Jane ran her hand along the arms of the chair again. He’d read the articles about her, he must know what had been reported about her father’s death. But she pretended like she didn’t realize this. “He was at a house he owned over in central Austin, it had been his uncle’s, he’d inherited it, and Dad was going to put it on the market. My uncle kept guns—a rifle and several pistols. Dad was handling one and it went off and killed him.” She picked at a spot on her palm.
“I’m sorry.”
Jane shrugged. “I don’t remember it. I think that’s hard on my mom.”
“And so I guess you can’t tell me how you reacted.”
“It’s in Vasquez’s articles. I went wild for a while. Drinking mostly, but I apparently straightened out.”
“Was there any suggestion your father had committed suicide?”
Jane stared at him. “The police investigated. It was an accident.”
“And then your suicide note. I mean, people must have jumped to an unfortunate conclusion.”
“Like father, like daughter.” She stopped worrying the flesh on her palm and got up and paced over to the window. “My mother was famous—well, Internet-famous—for chronicling her every decision as a parent. She lost her husband and then nearly lost me. I heard people say she hasn’t been the same since.”
Kevin was silent for several seconds. “Let’s go back to the day of the crash. Any communications from David? He hadn’t sent you an e-mail or a text that would suggest what you two would have been doing?”
“No. My mom looked through them all, then I did, trying to jog my memory.
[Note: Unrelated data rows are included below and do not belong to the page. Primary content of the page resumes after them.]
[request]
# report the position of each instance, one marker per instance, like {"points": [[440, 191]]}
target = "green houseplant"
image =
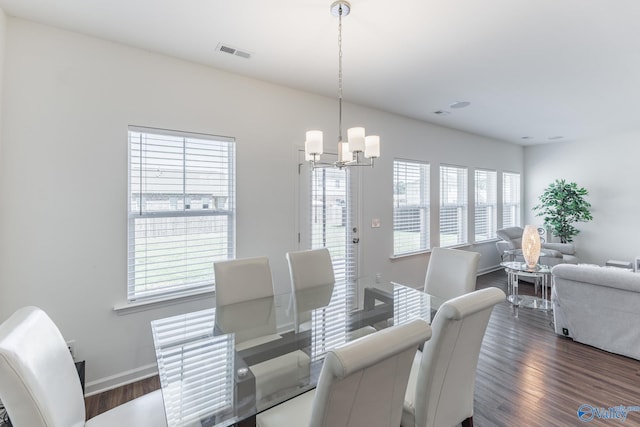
{"points": [[561, 205]]}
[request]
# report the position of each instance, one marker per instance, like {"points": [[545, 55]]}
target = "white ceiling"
{"points": [[530, 68]]}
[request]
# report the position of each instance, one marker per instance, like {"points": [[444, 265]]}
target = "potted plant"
{"points": [[561, 205]]}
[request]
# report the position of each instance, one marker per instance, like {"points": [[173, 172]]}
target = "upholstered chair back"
{"points": [[362, 384], [39, 384], [446, 372], [241, 280], [511, 235], [451, 272], [312, 282]]}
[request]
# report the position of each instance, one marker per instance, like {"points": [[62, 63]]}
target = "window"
{"points": [[510, 199], [486, 219], [330, 221], [410, 207], [181, 210], [453, 205]]}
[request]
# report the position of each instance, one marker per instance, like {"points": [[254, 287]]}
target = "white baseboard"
{"points": [[108, 383]]}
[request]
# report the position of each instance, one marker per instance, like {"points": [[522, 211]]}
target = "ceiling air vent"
{"points": [[233, 51]]}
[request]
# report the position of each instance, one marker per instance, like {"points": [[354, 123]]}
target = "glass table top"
{"points": [[523, 267], [221, 366]]}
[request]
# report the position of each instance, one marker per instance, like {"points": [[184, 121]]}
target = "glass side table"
{"points": [[541, 275]]}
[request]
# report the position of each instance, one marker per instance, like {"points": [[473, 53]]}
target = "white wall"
{"points": [[67, 103], [608, 169]]}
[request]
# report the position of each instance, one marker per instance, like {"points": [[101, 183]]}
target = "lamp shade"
{"points": [[355, 137], [313, 144], [531, 245], [372, 146]]}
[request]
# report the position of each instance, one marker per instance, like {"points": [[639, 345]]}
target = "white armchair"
{"points": [[451, 272], [442, 380], [39, 384], [245, 306], [554, 253], [361, 383]]}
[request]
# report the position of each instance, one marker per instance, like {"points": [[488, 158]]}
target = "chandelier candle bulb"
{"points": [[356, 139], [344, 155], [372, 147], [531, 245], [313, 144]]}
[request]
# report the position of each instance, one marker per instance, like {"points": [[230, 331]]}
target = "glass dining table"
{"points": [[220, 367]]}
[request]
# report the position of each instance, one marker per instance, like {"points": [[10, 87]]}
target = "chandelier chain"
{"points": [[340, 74]]}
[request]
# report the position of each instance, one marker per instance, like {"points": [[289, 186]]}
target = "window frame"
{"points": [[492, 193], [463, 196], [210, 219], [423, 206], [506, 206]]}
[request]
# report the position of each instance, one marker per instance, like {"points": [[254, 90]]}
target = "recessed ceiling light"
{"points": [[460, 104], [225, 48]]}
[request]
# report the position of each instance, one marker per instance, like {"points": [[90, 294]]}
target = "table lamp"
{"points": [[531, 246]]}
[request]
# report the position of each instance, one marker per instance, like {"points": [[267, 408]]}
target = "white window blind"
{"points": [[329, 324], [409, 304], [331, 223], [486, 204], [410, 207], [181, 210], [453, 205], [510, 199], [196, 368], [331, 220]]}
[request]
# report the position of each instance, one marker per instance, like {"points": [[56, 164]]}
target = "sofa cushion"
{"points": [[598, 306]]}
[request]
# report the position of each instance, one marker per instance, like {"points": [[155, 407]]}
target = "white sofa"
{"points": [[598, 306], [554, 253]]}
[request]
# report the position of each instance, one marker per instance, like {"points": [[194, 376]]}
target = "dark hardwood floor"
{"points": [[527, 375]]}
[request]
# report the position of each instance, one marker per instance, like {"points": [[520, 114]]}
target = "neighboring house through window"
{"points": [[181, 210]]}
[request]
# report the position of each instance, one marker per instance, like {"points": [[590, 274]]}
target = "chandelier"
{"points": [[358, 150]]}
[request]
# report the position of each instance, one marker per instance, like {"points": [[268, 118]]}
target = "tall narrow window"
{"points": [[510, 199], [453, 205], [486, 219], [181, 210], [410, 207]]}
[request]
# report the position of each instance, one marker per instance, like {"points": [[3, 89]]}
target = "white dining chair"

We didn’t e-mail, or text, or have lunch together. We weren’t close the way we once were.”
“And I presume his parents checked his e-mails?”
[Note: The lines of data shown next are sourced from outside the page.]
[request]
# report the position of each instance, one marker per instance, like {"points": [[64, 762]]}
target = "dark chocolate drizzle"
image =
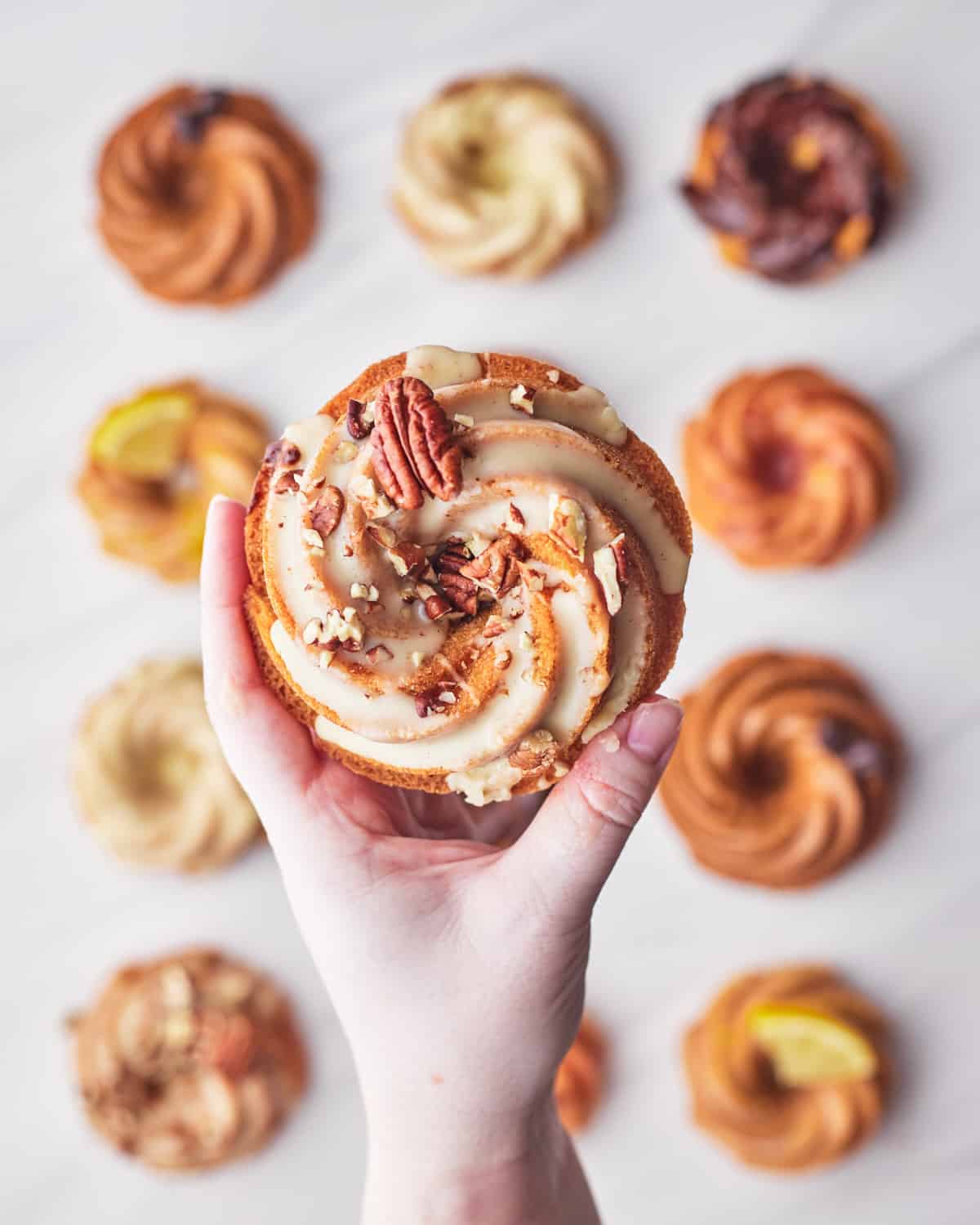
{"points": [[791, 216]]}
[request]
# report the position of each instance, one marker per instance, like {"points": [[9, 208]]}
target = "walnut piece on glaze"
{"points": [[568, 523], [414, 448], [326, 511]]}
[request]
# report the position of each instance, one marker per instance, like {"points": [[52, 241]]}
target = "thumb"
{"points": [[571, 847]]}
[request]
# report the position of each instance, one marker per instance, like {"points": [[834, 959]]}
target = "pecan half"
{"points": [[225, 1043], [460, 590], [326, 511], [497, 568], [414, 448], [358, 424]]}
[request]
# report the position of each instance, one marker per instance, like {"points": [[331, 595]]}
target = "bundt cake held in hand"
{"points": [[463, 568]]}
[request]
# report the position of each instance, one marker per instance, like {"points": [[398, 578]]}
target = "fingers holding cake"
{"points": [[489, 558]]}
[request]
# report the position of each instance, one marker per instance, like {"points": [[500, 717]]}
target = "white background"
{"points": [[648, 315]]}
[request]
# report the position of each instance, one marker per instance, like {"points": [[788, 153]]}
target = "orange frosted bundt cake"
{"points": [[784, 771], [205, 195], [786, 1068], [189, 1061], [789, 468]]}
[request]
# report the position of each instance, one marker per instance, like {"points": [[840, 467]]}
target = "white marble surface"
{"points": [[651, 318]]}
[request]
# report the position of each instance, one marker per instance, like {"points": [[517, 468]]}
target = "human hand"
{"points": [[455, 965]]}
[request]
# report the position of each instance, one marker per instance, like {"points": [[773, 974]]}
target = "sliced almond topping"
{"points": [[522, 399], [568, 523], [605, 566]]}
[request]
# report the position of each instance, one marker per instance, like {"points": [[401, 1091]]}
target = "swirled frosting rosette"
{"points": [[149, 776], [784, 771], [788, 1070], [205, 195], [504, 174], [463, 568], [189, 1061], [796, 178], [788, 468]]}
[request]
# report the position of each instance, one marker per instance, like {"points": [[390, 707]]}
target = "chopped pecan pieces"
{"points": [[326, 511], [359, 421], [460, 590], [431, 701], [497, 568], [287, 483], [414, 448], [536, 752]]}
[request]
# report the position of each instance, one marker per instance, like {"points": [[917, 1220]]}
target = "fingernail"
{"points": [[654, 728]]}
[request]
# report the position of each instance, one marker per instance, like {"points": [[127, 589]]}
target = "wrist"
{"points": [[453, 1168]]}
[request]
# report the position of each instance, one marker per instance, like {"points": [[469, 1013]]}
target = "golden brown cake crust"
{"points": [[634, 456], [737, 1099], [149, 777], [784, 771], [189, 1061], [205, 195], [788, 468]]}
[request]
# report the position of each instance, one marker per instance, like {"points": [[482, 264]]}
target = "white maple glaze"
{"points": [[511, 458]]}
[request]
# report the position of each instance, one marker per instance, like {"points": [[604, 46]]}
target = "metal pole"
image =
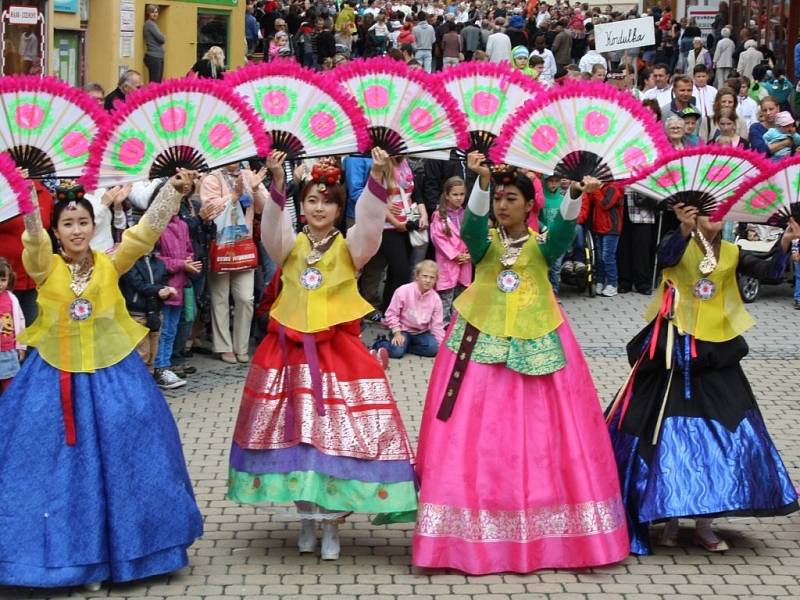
{"points": [[658, 243]]}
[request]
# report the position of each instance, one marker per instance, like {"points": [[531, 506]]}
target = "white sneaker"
{"points": [[167, 380], [307, 542], [330, 541]]}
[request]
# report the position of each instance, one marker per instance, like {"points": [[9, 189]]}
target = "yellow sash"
{"points": [[316, 297], [708, 307], [528, 311], [107, 333]]}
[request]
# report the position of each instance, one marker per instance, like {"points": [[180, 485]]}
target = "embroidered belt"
{"points": [[310, 350], [468, 341]]}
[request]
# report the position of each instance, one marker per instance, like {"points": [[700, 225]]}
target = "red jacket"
{"points": [[11, 238], [602, 210]]}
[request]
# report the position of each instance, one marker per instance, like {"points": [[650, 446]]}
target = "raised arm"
{"points": [[140, 239], [364, 237], [475, 227], [37, 253], [277, 231]]}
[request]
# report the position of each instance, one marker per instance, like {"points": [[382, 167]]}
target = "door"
{"points": [[212, 30]]}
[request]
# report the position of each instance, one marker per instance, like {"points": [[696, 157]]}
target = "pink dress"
{"points": [[447, 248], [521, 476]]}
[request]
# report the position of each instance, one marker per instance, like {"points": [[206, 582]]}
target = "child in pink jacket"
{"points": [[452, 256]]}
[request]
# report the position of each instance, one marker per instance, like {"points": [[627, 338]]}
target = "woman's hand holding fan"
{"points": [[382, 168], [275, 160]]}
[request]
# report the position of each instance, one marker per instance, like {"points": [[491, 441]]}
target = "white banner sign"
{"points": [[704, 18], [23, 15], [621, 35]]}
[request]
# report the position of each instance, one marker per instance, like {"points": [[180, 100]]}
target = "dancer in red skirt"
{"points": [[318, 424]]}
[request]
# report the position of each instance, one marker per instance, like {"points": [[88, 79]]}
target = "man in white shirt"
{"points": [[592, 57], [662, 93], [723, 57], [549, 72], [704, 96], [498, 46], [543, 14]]}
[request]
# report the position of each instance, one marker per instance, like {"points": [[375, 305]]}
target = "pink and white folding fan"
{"points": [[770, 197], [198, 124], [14, 190], [47, 126], [488, 94], [305, 114], [703, 176], [581, 129], [408, 112]]}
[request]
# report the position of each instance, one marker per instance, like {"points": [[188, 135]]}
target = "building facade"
{"points": [[96, 40]]}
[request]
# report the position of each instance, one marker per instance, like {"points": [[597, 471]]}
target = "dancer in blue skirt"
{"points": [[93, 483]]}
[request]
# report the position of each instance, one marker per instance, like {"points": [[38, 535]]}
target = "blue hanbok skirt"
{"points": [[117, 505]]}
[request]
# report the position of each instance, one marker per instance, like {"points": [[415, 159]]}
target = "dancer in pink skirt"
{"points": [[516, 468]]}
“I presume. His mom would leave no stone unturned if she could prove it was my fault. But they’ve never come forth with any proof like what you’re asking.”
“Do you remember anything about his parents?”
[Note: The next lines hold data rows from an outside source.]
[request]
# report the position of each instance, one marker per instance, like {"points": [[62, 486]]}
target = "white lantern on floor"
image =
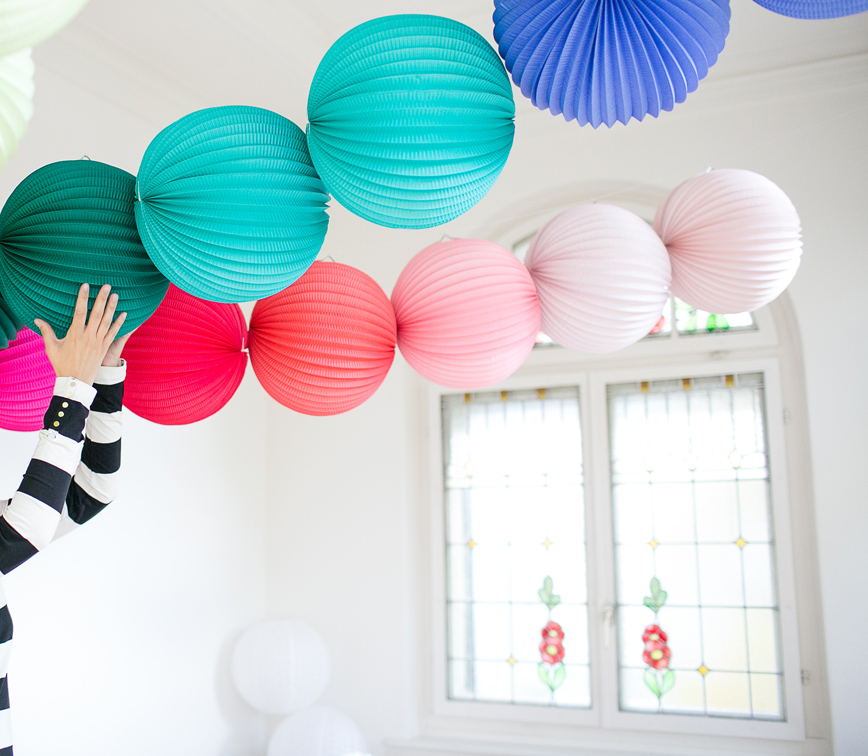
{"points": [[280, 666], [16, 101], [318, 732], [24, 23]]}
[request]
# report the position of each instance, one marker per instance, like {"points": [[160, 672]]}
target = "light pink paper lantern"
{"points": [[602, 276], [467, 313], [734, 238], [26, 382]]}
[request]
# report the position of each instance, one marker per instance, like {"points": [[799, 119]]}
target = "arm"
{"points": [[95, 482], [30, 520]]}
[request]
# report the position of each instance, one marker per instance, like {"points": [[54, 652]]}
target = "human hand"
{"points": [[84, 348]]}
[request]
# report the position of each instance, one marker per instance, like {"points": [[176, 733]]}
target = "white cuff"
{"points": [[73, 388], [109, 376]]}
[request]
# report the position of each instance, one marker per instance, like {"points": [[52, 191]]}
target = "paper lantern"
{"points": [[16, 101], [411, 120], [324, 345], [24, 23], [229, 205], [602, 61], [9, 325], [187, 361], [319, 731], [734, 239], [815, 9], [71, 223], [26, 383], [467, 313], [602, 276], [280, 666]]}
The question surprised her. “That they were nice to me growing up. Until the crash. His mom hates me now. She attacked me this morning at his grave.” She related the story.
“And how did you feel?”
“I wanted to hit her. I’m horrible. She’s a grieving mother. But I just wanted her to leave me alone.”
“Do you want to prove to her you’re innocent, at least of the suicide attempt?”
“I don’t care what she thinks.” She sat back down in the chair, sighing as if bored.
“I wonder if this might be helpful. Could you write out a detailed time line for me of that evening, what is known? You gave me an overview, but I’d like to see actual times—what is known, from witness testimony or the accident investigation? Surely your mother must have papers.”
She felt a hot flash pass through her. “I’ve never wanted to look at that night. I thought the memories would just come…”
“Let us,” he said, “try to impose some order on that hazy night. Perhaps it will tell us. You were not off somewhere being unhappy and suicidal, yes? You were doing something. A crowbar implies activity. Purpose. And this was secret. He told no one, you told no one.”
She stared at his cheap shoes.
“So, we have two notes. The note he passed you, which you do not remember, and the note found at the scene. What did it say?”
“I can’t do this. I can’t. I wish I were dead. I wish we were dead together. Both of us.” It was like a morbid poem she had memorized.